Does this matrix decomposition have a generalization to arbitrary dimensions?

Question

Suppose $A$ is a square, $n\times n$ matrix with eigenvalues $\lambda_1,\dotsc,\lambda_r$ and corresponding eigenspaces $\chi_1,\dotsc,\chi_r$. Let $P_j$ be the projection with range $\chi_j$ and kernel span$\{\chi_1,\dotsc,\chi_{j-1},\chi_{j+1},\dotsc,\chi_r\}$. It seems like we can represent $A$ by \begin{align} A=\lambda_1P_1+\cdots+\lambda_r P_r \end{align} and that this is a very intuitive representation of $A$ in terms of its eigenvalues and eigenspaces. Does this representation have a generalization to arbitrary $m\times n$ matrices? I am asking because I have always thought about the spectral theorem for symmetric matrices in terms of the decomposition above, where the $P_j$ would be orthogonal projections. Now, I am learning about singular value decomposition as a generalization of that spectral theorem and I'm wondering if there is a similar interpretation involving projections onto and along eigenspaces (no explanation of SVD I've come across has mentioned projections of any kind).

Answer 1

This is incorrect; your desired formula holds if and only if $A$ is diagonalizable, and in general the behavior of $A$ is more complicated. See Jordan normal form for some details.

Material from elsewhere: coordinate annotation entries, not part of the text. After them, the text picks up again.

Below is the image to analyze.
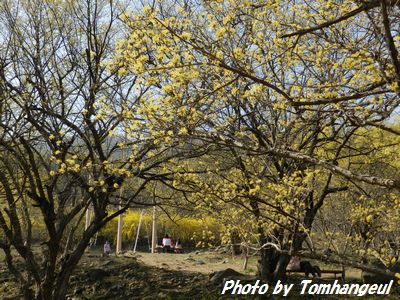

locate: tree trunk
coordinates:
[273,253,290,282]
[257,248,280,283]
[231,230,242,255]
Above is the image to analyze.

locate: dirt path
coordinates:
[138,251,255,274]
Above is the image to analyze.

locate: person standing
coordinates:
[162,234,172,253]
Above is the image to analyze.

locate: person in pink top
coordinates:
[162,234,172,253]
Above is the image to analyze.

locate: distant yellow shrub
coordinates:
[99,209,222,247]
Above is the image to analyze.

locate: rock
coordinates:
[102,260,114,267]
[210,268,243,284]
[86,269,108,281]
[362,260,394,284]
[185,256,194,261]
[74,286,83,295]
[123,250,136,258]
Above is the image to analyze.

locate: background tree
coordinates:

The analogue of this decomposition for an $m \times n$ matrix is the following. Let $M$ be an $m \times n$ real or complex matrix, with singular values $\sigma_i$ and left and right singular vectors $u_i, v_i$. In particular, the $u_i$ are an orthonormal basis, the $v_i$ are also an orthonormal basis, and

$$M v_i = \sigma_i u_i.$$

Then we can write

$$M = \sum \sigma_i u_i v_i^{\ast}$$

where $v_i^{\ast}$ is the linear map $\langle v_i, - \rangle$. If $M$ is square and Hermitian then $u_i = v_i$ up to sign so we get the decomposition into orthogonal projections implied by the spectral theorem as expected.